The OIC-CERT 5G Framework clarifies the different 5G cybersecurity areas, roles, and responsibilities. The WG, with the contribution from Huawei UAE, has developed an OIC-CERT 5G cybersecurity risk repository identifying the exact cybersecurity requirements to address 5G cybersecurity concerns. Considering the difference in cybersecurity capabilities among the OMC, the framework and security requirements are designed to provide a baseline foundation, which can be individually customized to guide each OMC in regulating their 5G cybersecurity requirements.

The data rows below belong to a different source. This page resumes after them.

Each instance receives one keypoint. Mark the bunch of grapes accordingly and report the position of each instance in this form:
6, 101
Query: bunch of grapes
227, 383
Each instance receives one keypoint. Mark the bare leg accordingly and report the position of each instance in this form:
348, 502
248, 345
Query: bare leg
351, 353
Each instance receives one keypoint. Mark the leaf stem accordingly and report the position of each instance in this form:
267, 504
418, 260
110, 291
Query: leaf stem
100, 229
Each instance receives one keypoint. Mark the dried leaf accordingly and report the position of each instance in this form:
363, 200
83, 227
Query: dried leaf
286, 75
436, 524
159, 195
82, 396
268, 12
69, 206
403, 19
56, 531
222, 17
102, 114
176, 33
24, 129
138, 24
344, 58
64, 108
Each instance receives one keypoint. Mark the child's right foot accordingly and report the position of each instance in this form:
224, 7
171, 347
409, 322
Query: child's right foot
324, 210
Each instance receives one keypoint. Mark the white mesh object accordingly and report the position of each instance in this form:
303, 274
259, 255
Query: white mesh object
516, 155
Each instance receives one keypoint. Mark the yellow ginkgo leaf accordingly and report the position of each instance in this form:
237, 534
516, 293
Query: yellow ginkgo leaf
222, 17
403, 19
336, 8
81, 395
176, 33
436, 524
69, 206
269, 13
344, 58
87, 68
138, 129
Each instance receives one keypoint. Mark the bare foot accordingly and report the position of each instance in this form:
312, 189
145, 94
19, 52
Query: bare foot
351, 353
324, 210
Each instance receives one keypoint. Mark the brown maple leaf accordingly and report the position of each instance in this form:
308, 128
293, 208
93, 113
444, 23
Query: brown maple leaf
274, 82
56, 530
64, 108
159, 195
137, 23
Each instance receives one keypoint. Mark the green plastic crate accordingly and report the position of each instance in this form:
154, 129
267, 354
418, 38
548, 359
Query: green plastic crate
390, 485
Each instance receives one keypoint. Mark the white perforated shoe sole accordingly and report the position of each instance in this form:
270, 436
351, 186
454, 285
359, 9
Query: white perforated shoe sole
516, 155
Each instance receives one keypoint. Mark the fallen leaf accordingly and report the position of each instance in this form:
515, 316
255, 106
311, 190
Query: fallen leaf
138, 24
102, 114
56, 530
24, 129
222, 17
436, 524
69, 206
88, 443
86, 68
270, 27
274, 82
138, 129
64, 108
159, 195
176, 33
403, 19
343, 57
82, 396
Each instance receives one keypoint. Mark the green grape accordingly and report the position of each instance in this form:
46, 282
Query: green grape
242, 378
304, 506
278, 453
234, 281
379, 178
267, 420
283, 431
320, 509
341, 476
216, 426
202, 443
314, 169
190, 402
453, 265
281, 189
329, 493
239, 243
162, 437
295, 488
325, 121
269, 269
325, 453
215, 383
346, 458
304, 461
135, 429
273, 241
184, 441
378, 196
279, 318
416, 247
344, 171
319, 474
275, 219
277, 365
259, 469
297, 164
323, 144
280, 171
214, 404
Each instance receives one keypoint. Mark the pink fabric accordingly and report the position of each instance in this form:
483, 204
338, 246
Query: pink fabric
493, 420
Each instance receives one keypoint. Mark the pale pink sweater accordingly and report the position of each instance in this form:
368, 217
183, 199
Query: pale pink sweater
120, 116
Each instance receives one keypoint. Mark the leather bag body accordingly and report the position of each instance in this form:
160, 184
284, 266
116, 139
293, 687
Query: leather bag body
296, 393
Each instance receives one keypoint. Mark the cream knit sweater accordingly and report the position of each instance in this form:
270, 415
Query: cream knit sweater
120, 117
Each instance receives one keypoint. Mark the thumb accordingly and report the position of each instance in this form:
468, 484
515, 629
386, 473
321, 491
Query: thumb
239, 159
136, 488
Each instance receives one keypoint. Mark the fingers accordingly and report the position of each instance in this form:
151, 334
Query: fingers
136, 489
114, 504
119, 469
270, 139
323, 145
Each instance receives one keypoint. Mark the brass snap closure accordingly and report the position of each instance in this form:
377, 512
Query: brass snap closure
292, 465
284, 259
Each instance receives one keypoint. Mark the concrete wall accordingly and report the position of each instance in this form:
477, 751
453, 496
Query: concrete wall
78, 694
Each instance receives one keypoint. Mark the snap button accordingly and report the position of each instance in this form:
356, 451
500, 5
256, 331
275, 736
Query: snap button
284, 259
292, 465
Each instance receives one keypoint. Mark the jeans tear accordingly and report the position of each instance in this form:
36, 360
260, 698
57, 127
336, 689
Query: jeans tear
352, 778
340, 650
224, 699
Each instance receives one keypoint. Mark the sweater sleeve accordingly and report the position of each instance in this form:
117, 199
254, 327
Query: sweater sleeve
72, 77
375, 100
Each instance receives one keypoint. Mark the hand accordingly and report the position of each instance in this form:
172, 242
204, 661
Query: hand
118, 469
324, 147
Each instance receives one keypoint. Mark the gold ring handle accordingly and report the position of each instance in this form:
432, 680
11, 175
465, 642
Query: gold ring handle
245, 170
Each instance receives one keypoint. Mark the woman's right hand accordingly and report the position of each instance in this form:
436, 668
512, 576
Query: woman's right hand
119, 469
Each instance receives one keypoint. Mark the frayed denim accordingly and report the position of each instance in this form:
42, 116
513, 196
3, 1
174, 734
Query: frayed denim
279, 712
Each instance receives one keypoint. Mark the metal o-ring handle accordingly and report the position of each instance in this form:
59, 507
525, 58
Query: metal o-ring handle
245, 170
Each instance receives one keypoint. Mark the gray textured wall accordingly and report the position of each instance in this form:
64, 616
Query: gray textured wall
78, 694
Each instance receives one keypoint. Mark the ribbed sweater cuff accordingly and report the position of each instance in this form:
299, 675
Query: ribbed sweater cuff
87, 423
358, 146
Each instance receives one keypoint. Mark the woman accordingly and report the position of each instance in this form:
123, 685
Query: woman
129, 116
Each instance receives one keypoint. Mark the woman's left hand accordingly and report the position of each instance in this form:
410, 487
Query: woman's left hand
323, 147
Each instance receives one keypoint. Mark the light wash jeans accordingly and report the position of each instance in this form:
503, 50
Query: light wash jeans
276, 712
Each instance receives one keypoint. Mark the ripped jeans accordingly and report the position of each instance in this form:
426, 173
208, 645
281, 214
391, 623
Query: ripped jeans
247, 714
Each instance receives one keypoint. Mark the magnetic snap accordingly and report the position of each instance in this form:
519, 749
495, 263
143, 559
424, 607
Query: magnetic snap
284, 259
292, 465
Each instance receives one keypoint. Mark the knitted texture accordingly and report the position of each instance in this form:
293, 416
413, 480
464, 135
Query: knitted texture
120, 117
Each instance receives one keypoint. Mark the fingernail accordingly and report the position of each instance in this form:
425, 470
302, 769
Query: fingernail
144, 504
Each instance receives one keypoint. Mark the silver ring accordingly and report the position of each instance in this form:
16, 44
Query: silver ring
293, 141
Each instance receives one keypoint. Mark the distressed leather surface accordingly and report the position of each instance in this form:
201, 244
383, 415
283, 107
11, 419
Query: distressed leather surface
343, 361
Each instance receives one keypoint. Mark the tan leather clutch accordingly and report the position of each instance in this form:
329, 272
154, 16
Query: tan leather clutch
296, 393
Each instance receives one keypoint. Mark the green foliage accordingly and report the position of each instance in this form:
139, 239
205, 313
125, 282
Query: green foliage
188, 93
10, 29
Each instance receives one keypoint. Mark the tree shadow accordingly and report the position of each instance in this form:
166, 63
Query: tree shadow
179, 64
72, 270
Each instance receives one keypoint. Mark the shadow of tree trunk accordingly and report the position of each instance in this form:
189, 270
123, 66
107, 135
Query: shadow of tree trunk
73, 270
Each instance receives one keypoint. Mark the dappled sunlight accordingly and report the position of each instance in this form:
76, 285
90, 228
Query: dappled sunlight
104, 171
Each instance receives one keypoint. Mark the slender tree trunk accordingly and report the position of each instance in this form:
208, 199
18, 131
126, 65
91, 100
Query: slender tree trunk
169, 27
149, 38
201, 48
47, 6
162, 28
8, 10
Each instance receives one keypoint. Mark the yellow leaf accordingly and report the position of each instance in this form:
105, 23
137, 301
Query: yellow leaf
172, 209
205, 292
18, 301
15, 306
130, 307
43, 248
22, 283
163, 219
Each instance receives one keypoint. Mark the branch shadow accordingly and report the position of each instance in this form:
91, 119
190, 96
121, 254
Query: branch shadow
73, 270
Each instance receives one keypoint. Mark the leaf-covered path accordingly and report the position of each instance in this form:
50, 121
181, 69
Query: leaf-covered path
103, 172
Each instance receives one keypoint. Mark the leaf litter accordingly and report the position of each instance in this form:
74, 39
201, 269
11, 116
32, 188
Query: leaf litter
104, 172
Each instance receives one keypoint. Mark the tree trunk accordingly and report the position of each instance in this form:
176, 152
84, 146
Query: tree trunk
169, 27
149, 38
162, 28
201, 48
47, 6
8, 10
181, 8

It is unrealistic to build and maintain secure and resilient 5G networks, application services, and reliable network equipment through an all-in-one framework. In addition, it cannot be achieved by one person, one organization, or one nation. All parties involved need to collaborate in addressing the challenges that arise from 5G rollouts. With the aim to establish the cybersecurity requirements for the OIC community to securely adopt new technologies, the OIC-CERT had announced the formation of the 5G Security WG at the GISEC Global 2021 in Dubai, UAE in May 2021, and is looking to present the completed OIC 5G security framework at GISEC 2022 edition in March next year.. To date, the WG has completed the technical development of the framework with the following major components:
The OIC-CERT 5G Risk Repository
The repository provides a risk-based approach towards 5G security in the framework. The repository will be used for risk assessment and management of 5G security risks in information security projects where it will include industry consensual threat landscape, attack methodologies, mitigation strategies, and measures for different stakeholders such as MNOs, network equipment vendors, application providers, and regulators
The Baseline Security Technical Specifications and Reference Standards
A tiered 5G security framework is defined to address the 5G security that also identified a layered security model to explicitly distinguish roles and responsibilities in securing the 5G equipment, networks, and various applications to build a new digital era. For each layer, corresponding baseline security requirements are given. For example, the Network Equipment Security Assurance Scheme (NESAS), jointly developed by GSMA and 3GPP, is recognized as a unified cybersecurity standard for the equipment layer.
A common certification scheme across the OMC
The WG had provided a compliance validation scheme for the OMC. We have defined the Accreditation Body (AB), Certification Body (CB), and Evaluation Body (EB), detailed the requirements and duties in the certification scheme, evaluation process and criteria, and other necessary components that are critical in establishing an open, transparent, and collaborative cybersecurity ecosystem. This ecosystem helps the OMC address pertinent concerns arising from adopting the 5G and corresponding applications and uses cases built on top of 5G, such as cloud computing, IoT, and AI. These are the keys that will unlock the value of 5G and define the applications for embracing 5G and beyond.